I don’t think I have climate anxiety but I think that’s because I don’t understand climate change as well. In New England, when the weather changes, they say, That’s just New England, that’s the way the weather is, but is it? Or is the weather changing along with the climate? … I have a fear of ants–they skeeve me out the most–and in my house every year there’s carpenter ants, and every year my dad has to spray them. And the other day I killed 33 ants, and someone said it was because of mild winters, the bugs don’t sleep well, so they’re out and about more. I was lying on the couch crying. I was gonna do some work, I was gonna clean, and I just couldn’t.
The next day, after checking her messages, S opened a new browser tab and typed in the Resilient RI address from the back of the card from the booth. She clicked on “Climate Challenges,” then on the links about sea level rise, health impacts, saltwater intrusion and threats to clean drinking water, then on some of the links at those links. She clicked, forgetting she had a body until her wrist began to ache, returning a sense of pain to her back, her hips, her feet. From the kitchen counter she moved over to the couch, slowly, numbly, like a very old person. She lay down facing the back of the couch and her tears began to seep into the fabric of the cushions. Her phone went off three times. At least one call was her boss, she was sure, and she recognized the special ringtone she had for her sister.
All the light went out of the room before S moved again. She stood up. Her body felt like something she was moving, a suit of armor. A spacesuit. A hazmat suit. Oh, god.
The next day she called in to work. Are you sick? her boss asked.
No, S said.
Do you want me to put it down as a personal day? her boss asked.
It’s not just personal, S, said, the tears starting to seep back into her voice, it’s everything.
S drove to Lincoln Woods. She parked her car and sat on the grass and tried to breathe slowly. It was a hot, heavy day; the grass itched her legs and the edge of the water was scummy with algae and mud.

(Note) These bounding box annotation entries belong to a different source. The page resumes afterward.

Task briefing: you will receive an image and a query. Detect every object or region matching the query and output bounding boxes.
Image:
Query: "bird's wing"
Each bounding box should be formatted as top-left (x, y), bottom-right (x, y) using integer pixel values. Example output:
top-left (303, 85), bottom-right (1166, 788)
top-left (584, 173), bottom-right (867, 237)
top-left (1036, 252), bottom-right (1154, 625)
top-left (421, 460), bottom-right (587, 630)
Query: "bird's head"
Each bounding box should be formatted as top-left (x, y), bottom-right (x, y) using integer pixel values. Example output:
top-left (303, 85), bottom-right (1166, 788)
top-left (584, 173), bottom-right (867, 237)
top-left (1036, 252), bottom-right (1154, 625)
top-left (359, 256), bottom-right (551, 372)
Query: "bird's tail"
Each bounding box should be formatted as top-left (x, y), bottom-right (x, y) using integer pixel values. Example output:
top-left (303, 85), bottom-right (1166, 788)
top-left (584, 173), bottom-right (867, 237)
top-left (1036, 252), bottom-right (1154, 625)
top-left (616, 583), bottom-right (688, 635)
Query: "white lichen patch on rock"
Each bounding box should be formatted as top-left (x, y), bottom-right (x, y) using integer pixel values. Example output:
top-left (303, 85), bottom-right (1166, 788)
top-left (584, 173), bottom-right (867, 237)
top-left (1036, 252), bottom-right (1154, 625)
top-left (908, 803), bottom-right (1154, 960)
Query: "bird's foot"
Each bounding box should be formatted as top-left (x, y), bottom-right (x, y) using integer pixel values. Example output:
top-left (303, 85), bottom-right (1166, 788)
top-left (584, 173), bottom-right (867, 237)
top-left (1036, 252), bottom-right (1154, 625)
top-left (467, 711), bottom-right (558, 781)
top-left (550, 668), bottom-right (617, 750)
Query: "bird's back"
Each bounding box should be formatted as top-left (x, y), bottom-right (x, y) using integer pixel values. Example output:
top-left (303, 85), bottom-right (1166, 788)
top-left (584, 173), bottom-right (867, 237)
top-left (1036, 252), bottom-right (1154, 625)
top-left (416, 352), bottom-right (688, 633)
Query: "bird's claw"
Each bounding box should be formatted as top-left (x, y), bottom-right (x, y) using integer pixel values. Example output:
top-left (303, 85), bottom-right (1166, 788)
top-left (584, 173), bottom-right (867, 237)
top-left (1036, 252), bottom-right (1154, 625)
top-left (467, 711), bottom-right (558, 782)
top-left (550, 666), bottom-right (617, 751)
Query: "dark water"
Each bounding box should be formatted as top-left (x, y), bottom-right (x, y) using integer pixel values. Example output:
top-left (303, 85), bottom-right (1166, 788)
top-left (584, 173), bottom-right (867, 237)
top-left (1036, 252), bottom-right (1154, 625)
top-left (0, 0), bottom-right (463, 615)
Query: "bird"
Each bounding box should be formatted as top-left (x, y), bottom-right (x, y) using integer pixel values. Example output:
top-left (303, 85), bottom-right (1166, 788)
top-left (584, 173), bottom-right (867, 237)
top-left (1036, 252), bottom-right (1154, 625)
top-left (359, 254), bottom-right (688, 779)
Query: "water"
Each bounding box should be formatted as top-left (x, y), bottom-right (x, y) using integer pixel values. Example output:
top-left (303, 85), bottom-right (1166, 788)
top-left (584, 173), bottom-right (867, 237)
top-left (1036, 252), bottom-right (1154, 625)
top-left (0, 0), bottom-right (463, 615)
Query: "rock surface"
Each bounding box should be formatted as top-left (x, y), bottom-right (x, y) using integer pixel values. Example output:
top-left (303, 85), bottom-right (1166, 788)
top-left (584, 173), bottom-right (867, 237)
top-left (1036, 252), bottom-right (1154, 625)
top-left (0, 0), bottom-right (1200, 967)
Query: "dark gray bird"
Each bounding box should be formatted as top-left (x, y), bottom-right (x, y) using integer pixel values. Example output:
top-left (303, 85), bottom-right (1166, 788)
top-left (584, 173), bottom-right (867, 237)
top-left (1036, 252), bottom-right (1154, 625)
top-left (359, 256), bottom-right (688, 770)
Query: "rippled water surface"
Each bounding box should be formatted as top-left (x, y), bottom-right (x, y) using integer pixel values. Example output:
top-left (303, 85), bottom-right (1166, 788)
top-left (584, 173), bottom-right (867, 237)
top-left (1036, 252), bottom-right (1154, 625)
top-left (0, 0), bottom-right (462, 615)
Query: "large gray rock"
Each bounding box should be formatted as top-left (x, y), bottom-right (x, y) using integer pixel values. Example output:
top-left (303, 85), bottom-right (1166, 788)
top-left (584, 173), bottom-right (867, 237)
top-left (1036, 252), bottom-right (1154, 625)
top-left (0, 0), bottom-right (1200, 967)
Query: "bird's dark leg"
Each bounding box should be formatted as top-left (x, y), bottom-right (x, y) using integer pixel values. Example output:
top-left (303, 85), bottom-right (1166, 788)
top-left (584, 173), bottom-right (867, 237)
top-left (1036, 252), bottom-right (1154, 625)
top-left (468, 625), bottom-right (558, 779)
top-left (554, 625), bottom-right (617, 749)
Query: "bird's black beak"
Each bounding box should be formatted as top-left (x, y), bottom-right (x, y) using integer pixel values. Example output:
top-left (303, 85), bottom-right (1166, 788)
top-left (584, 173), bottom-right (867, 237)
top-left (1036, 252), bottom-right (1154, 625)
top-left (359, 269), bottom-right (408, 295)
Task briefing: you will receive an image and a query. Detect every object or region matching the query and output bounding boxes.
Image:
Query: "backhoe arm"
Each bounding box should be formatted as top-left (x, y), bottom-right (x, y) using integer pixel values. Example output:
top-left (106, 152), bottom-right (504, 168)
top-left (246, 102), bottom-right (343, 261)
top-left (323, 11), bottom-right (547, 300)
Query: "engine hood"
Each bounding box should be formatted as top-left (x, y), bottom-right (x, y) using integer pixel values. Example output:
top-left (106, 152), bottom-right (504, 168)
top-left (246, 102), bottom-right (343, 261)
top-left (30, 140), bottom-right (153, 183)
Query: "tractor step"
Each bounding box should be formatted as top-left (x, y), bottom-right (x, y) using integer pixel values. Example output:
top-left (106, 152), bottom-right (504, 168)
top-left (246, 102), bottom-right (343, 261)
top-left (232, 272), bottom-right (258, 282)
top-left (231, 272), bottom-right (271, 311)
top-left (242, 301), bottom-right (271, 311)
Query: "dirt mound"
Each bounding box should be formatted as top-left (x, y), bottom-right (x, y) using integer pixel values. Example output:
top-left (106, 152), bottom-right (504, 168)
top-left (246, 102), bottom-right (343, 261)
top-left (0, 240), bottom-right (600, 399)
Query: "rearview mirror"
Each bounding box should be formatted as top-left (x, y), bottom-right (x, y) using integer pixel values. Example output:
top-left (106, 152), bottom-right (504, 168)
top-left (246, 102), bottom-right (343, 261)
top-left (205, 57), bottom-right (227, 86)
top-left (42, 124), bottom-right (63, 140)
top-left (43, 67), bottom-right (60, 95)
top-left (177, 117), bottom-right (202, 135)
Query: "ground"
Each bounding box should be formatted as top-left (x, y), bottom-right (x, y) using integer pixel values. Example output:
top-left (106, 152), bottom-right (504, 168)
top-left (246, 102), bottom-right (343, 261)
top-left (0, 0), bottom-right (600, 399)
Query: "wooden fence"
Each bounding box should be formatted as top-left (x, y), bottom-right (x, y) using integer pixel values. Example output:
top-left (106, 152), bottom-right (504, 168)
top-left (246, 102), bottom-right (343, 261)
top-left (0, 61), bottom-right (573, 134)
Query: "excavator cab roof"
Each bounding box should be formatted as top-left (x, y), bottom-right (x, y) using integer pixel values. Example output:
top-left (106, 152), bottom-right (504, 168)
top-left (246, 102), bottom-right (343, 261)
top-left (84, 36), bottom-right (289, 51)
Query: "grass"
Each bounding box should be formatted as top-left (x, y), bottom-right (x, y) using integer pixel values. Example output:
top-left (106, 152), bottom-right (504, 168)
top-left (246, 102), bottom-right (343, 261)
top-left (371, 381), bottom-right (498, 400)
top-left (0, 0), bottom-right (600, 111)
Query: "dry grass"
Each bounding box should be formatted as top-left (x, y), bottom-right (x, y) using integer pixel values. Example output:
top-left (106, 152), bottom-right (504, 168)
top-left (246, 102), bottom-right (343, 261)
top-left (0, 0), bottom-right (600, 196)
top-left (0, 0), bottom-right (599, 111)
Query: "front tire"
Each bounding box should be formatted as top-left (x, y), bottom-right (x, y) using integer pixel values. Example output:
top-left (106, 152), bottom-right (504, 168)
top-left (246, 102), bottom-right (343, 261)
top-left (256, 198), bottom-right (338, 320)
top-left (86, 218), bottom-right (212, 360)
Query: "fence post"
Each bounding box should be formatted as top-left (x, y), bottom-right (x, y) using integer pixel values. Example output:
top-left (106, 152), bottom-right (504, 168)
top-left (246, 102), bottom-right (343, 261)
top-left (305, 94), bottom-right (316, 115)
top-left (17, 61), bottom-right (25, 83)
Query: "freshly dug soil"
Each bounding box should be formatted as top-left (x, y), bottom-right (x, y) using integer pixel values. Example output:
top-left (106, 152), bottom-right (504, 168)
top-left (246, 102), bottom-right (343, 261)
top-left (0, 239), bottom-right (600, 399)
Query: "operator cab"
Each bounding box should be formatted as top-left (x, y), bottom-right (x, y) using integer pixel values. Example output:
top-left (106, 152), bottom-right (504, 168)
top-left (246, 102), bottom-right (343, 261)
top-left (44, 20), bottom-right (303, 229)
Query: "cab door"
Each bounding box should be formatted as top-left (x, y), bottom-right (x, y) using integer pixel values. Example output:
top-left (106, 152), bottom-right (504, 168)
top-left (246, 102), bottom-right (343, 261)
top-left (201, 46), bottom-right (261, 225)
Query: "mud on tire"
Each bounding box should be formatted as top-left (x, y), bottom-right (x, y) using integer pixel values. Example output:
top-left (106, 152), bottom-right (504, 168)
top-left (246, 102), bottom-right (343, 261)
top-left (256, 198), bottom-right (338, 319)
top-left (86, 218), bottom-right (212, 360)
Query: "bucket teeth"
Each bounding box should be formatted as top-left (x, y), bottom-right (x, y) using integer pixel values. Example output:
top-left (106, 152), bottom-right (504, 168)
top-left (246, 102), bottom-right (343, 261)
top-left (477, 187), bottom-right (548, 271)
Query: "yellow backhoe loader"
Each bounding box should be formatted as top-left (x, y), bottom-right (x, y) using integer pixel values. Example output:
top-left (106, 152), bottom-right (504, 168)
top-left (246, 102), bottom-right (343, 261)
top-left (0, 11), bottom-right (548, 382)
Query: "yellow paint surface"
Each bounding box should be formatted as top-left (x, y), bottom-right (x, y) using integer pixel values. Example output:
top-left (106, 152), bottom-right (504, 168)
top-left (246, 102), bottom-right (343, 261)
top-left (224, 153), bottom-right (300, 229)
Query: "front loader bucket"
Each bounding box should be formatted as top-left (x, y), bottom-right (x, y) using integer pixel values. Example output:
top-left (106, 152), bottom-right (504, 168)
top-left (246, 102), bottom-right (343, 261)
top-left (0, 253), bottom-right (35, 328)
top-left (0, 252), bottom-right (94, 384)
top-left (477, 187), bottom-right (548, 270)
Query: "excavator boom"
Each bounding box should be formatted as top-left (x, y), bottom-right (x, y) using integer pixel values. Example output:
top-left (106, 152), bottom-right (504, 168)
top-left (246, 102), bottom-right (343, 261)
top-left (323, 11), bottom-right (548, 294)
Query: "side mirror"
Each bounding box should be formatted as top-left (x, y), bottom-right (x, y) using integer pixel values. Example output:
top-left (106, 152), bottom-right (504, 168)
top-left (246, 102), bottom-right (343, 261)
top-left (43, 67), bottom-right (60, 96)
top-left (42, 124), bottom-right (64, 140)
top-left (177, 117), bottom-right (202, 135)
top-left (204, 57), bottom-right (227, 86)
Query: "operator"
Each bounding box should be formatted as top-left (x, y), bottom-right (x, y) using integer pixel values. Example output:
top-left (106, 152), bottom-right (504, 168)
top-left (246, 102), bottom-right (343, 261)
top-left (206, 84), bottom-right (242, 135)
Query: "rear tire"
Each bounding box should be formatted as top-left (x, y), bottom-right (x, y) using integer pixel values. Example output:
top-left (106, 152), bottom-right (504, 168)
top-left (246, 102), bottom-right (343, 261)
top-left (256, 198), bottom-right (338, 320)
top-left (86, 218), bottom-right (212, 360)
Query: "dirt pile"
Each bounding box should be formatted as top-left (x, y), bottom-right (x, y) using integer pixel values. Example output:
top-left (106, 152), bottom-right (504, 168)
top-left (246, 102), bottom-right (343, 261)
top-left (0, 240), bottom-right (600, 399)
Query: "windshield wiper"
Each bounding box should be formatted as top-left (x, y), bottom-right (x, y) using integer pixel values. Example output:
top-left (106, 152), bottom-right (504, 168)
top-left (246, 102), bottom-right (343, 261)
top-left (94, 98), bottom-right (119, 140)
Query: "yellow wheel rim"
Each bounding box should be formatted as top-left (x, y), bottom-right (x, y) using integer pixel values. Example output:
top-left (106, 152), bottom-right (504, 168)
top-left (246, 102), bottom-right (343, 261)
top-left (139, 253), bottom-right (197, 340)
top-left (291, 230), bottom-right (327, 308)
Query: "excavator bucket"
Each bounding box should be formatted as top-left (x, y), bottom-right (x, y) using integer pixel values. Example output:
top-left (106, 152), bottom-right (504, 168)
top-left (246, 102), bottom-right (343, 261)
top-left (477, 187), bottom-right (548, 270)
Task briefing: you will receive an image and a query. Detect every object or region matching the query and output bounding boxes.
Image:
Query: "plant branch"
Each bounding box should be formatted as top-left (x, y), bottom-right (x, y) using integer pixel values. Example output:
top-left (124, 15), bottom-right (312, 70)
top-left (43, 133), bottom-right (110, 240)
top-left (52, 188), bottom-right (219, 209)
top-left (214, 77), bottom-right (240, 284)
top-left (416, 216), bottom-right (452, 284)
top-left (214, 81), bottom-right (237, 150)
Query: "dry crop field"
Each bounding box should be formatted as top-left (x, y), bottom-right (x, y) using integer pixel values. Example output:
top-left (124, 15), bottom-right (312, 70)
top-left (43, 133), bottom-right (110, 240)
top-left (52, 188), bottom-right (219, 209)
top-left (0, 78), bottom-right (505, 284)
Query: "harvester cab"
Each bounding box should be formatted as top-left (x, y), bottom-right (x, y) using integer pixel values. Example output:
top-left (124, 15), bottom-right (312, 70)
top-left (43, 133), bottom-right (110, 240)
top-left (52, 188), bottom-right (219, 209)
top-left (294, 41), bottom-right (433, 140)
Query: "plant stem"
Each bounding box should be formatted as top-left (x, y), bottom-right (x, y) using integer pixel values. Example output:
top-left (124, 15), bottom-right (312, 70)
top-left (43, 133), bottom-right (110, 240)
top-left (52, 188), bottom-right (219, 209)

She tried not to think of anything very much, to look at the sky with its metallic hot-day sheen, to listen to the birdcall she always heard here–she didn’t know what bird.
S worked for a community organization serving a particular regional and ethnic group of people within the city, and the following week, she asked to meet with her boss.
What about? her boss asked.
Environmental justice as a component of our mission, said S, but when she got into her boss’s office she started to cry again. Her boss sat and said nothing and when S quieted down, her boss said, I feel terrible too. I’m not a crier, but if I were, I would cry about this. You know I love what we do. I love us. But I worry that there’s no point to it. And there’s no place in the kind of conversations we have and the plans we make for saying, Maybe there’s no point because we’re all gonna starve to death or be flooded out or go crazy.
But what we do is good, S said, wiping her nose. We match people up with services they need. We get old people fed, we get kids into school. Can’t we keep doing those things, shouldn’t we keep doing those things as long as we can?
Some of them, her boss said. But maybe some of them are more important in the present than in the future, and some of them will be more important in the future than in the present. They might not be the ones we’d think.